Insert a new action named ‘Update List Item’ and select ‘this list’. We are now going to update the text copied from the PDF to the SharePoint List Column.
- Click ‘this list’.
- Select ‘Current Item’ from the list and click Add button and select ‘OCR’ from Set this field. Click fx button next to ‘To this value’, and specify ‘Workflow Variables and Parameters’ as the Source and set the field to the variable name to which the text has been stored to. Click OK button.
- Click OK again to return to the MS SharePoint Designer Workflow. It should look like the image below.
Insert a new action named ‘Log to History List’ and enter ‘Text Copied’.

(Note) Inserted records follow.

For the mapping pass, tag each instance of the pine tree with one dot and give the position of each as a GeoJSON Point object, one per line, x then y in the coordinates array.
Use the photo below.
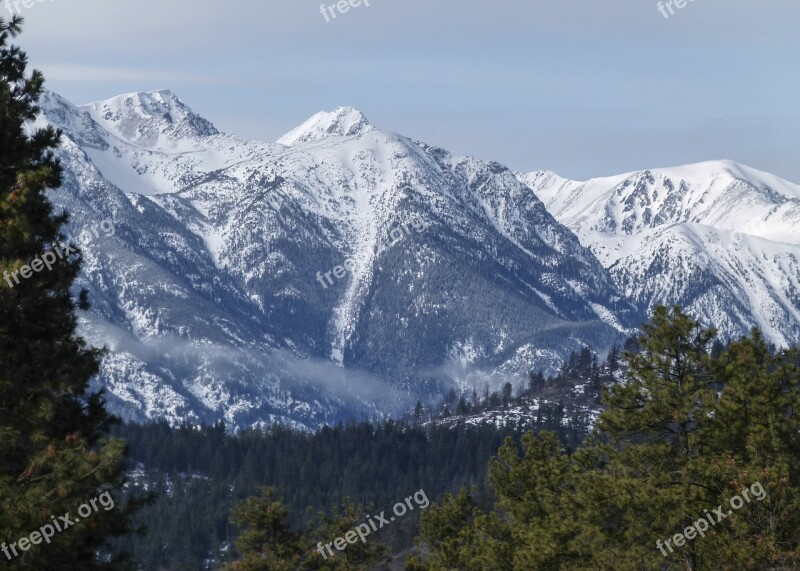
{"type": "Point", "coordinates": [54, 456]}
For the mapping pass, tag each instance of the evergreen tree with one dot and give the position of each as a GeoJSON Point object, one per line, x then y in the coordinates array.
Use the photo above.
{"type": "Point", "coordinates": [53, 452]}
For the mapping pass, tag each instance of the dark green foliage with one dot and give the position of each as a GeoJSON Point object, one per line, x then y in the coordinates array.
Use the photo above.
{"type": "Point", "coordinates": [54, 455]}
{"type": "Point", "coordinates": [206, 471]}
{"type": "Point", "coordinates": [689, 429]}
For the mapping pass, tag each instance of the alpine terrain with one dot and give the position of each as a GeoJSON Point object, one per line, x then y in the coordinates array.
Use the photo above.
{"type": "Point", "coordinates": [341, 272]}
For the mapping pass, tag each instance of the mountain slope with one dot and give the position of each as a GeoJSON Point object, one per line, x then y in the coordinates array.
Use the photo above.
{"type": "Point", "coordinates": [719, 238]}
{"type": "Point", "coordinates": [221, 294]}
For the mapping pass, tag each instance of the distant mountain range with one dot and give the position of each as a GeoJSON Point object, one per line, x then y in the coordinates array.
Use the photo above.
{"type": "Point", "coordinates": [718, 238]}
{"type": "Point", "coordinates": [345, 271]}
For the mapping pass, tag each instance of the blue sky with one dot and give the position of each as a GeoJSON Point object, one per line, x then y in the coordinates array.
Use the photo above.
{"type": "Point", "coordinates": [582, 87]}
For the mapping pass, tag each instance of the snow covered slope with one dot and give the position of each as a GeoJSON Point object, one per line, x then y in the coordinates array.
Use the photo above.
{"type": "Point", "coordinates": [719, 238]}
{"type": "Point", "coordinates": [344, 271]}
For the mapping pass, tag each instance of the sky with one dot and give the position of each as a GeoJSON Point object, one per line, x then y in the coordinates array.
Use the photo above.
{"type": "Point", "coordinates": [585, 88]}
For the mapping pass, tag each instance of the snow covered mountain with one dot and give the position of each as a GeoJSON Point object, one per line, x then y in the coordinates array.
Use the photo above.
{"type": "Point", "coordinates": [718, 238]}
{"type": "Point", "coordinates": [343, 271]}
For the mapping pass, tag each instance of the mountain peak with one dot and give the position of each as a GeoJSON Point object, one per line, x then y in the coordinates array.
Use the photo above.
{"type": "Point", "coordinates": [341, 122]}
{"type": "Point", "coordinates": [147, 116]}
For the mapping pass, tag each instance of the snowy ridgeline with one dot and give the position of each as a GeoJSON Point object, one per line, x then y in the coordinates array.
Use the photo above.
{"type": "Point", "coordinates": [208, 293]}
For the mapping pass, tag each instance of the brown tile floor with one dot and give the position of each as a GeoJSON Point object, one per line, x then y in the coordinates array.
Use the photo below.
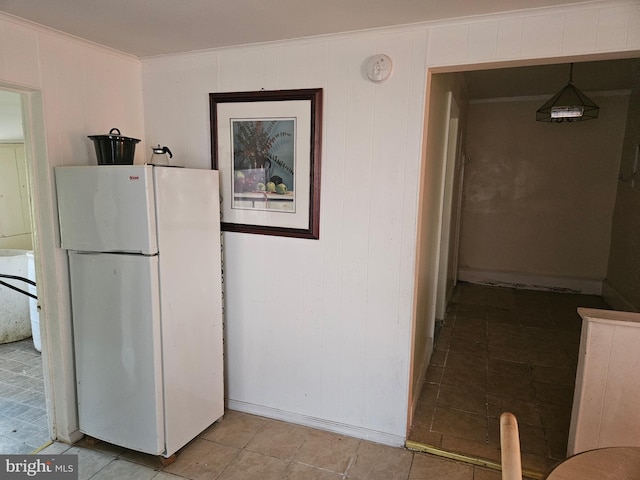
{"type": "Point", "coordinates": [247, 447]}
{"type": "Point", "coordinates": [23, 417]}
{"type": "Point", "coordinates": [503, 349]}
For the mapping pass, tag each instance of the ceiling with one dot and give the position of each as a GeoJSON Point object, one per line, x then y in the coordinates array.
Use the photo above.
{"type": "Point", "coordinates": [146, 28]}
{"type": "Point", "coordinates": [154, 27]}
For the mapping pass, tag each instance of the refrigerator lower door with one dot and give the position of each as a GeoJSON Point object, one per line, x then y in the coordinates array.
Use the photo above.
{"type": "Point", "coordinates": [116, 327]}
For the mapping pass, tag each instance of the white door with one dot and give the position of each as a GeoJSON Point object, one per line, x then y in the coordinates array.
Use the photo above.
{"type": "Point", "coordinates": [116, 329]}
{"type": "Point", "coordinates": [107, 208]}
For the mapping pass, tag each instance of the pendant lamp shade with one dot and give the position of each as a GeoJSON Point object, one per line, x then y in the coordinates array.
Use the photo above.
{"type": "Point", "coordinates": [569, 104]}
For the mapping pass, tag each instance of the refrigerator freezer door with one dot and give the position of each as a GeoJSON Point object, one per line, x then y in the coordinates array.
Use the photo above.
{"type": "Point", "coordinates": [116, 329]}
{"type": "Point", "coordinates": [107, 208]}
{"type": "Point", "coordinates": [188, 220]}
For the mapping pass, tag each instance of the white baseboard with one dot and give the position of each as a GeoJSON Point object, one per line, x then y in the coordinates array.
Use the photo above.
{"type": "Point", "coordinates": [615, 299]}
{"type": "Point", "coordinates": [531, 281]}
{"type": "Point", "coordinates": [417, 386]}
{"type": "Point", "coordinates": [319, 423]}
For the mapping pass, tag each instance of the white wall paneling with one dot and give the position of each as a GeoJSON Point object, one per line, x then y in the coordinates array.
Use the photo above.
{"type": "Point", "coordinates": [70, 89]}
{"type": "Point", "coordinates": [319, 332]}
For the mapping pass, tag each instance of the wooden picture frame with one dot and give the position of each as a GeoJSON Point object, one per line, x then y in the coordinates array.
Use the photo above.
{"type": "Point", "coordinates": [267, 146]}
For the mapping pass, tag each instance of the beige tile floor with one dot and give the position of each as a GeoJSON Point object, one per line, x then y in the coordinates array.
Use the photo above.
{"type": "Point", "coordinates": [247, 447]}
{"type": "Point", "coordinates": [503, 349]}
{"type": "Point", "coordinates": [23, 417]}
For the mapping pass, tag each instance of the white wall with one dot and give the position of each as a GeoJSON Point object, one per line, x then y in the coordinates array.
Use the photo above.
{"type": "Point", "coordinates": [539, 197]}
{"type": "Point", "coordinates": [70, 89]}
{"type": "Point", "coordinates": [15, 216]}
{"type": "Point", "coordinates": [340, 356]}
{"type": "Point", "coordinates": [319, 331]}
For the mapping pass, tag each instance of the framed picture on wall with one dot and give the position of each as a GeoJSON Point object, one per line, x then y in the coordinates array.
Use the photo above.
{"type": "Point", "coordinates": [267, 145]}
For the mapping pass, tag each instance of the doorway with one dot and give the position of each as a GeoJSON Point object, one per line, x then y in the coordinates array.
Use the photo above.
{"type": "Point", "coordinates": [477, 310]}
{"type": "Point", "coordinates": [24, 421]}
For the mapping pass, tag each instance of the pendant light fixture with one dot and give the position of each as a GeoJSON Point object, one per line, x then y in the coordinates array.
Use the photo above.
{"type": "Point", "coordinates": [569, 104]}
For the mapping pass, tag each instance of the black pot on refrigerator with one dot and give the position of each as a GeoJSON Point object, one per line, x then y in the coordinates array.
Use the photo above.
{"type": "Point", "coordinates": [114, 149]}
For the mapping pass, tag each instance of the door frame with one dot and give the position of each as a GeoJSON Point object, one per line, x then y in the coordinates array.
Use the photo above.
{"type": "Point", "coordinates": [51, 269]}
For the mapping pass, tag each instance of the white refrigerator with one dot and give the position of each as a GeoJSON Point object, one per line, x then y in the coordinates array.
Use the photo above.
{"type": "Point", "coordinates": [145, 267]}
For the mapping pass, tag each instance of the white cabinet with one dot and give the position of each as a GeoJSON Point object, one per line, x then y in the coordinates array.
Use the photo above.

Your MS SharePoint Designer should look like this:
Click Publish button to deploy and activate the workflow.
Testing the Workflow
You can test the workflow created by performing the following steps:
Upload a PDF document containing text as specified in the x and y coordinates in the workflow definition to the ‘Confidential Proposals’ folder.
From the context menu, manually start the workflow.
This will start the workflow, and after a few seconds, the Workflow status should change to Completed. Refresh the list, and you will notice that the OCR Column contains the text that has been copied from the PDF updated.
If an error occurs during the execution of the workflow you can perform the following to troubleshoot the same:
Check the messages on the workflow status screen.
Check for errors in the Windows Event log.
Check for errors in the SharePoint trace log.